Five social events in 2 weeks. What butterflies we are. And after a sense of well-being. For Canada Day I thought I pulled a muscle in my face from smiling. I haven’t laughed that much in a long while.
Yesterday slow, mellow easy company. Sometimes it feels impossibly hard as such a long pattern and then this. Sometimes one gets the illusion that life might be easy. And/or funny.
Older Ladies by Donnalou Stevens has that wonderful balance of good humour and standing self-assessing as acceptable and self-assured. With 5 million views in a month, seems the world has been waiting for that message.
A time for refusing and reflecting putdowns, not silently shrugging off like that 14-year-old Carleigh. Determine one’s own terms of engagement.
And canning small joys. For almost a month I’ve been planning to try this. (The post at Eaten Up at noon tomorrow.)
It’s a hard sweet spot to hit to want something enough to do it and to not want something so much that it is paralyzing. Stage fright and performance anxiety aren’t just for conversation and presentation. Alone in the kitchen. Until it’s in the thick of it. Then there’s a breakthru in the doing. As with anything else.
To do something concrete. To saw off 4 limbs and have the backyard less overhung with leaves. I have a sap-lust. Is this how lumberjacks start? Or deserts? If only we could eat Manitoba Maple we’d never be able to go hungry.
Imagine all the funny human tricks I can do — like lift a heady pot, or carry limbs again. Or lift laundry onto the line. Or carry a table. It’s been 14 months or so since I was that normal. Sometimes the shoulder aches if I lift too much for too long, or lie on it for too long, but it is largely normal.
A good normal of wanting the well-being for one another, asking after, the casual walk by with a touch on the back or arm. And the longer time off together, with an excuse of food.

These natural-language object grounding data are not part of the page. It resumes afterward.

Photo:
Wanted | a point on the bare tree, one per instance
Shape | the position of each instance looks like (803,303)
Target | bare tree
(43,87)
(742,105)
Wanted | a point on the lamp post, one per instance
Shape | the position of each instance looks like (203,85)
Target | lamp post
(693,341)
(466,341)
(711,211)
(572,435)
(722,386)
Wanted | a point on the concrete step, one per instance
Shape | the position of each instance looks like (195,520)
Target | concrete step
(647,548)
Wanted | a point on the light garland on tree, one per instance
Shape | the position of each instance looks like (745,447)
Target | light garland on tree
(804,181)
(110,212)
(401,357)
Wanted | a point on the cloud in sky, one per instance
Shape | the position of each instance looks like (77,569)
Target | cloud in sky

Sunny days of zig zag hopping all around the yard. I don’t know how we’ll explain winter to her. A rainy day is lament enough. Her ears back and meowing when it’s raining out not just the front door, but at the back door too. She adds an inordinate joy with her curiosity and innocence.
And yesterday the sweetness of standing together under a roof in a white out of downpour, sheets of rain blowing down the water-covered river of a street. Cat at our feet. On other verandas along the street other people out watching the torrential rain. I ran out in it for the cold shock and at my squeak, the cat retreated closer to the door then as the rained eased came back to hunker between our ankles.
It’s rather nice that a being so independent could be anywhere and chooses there. I woke to her sleeping against my ankle. Hubby at the other side. Good way to ease into a day.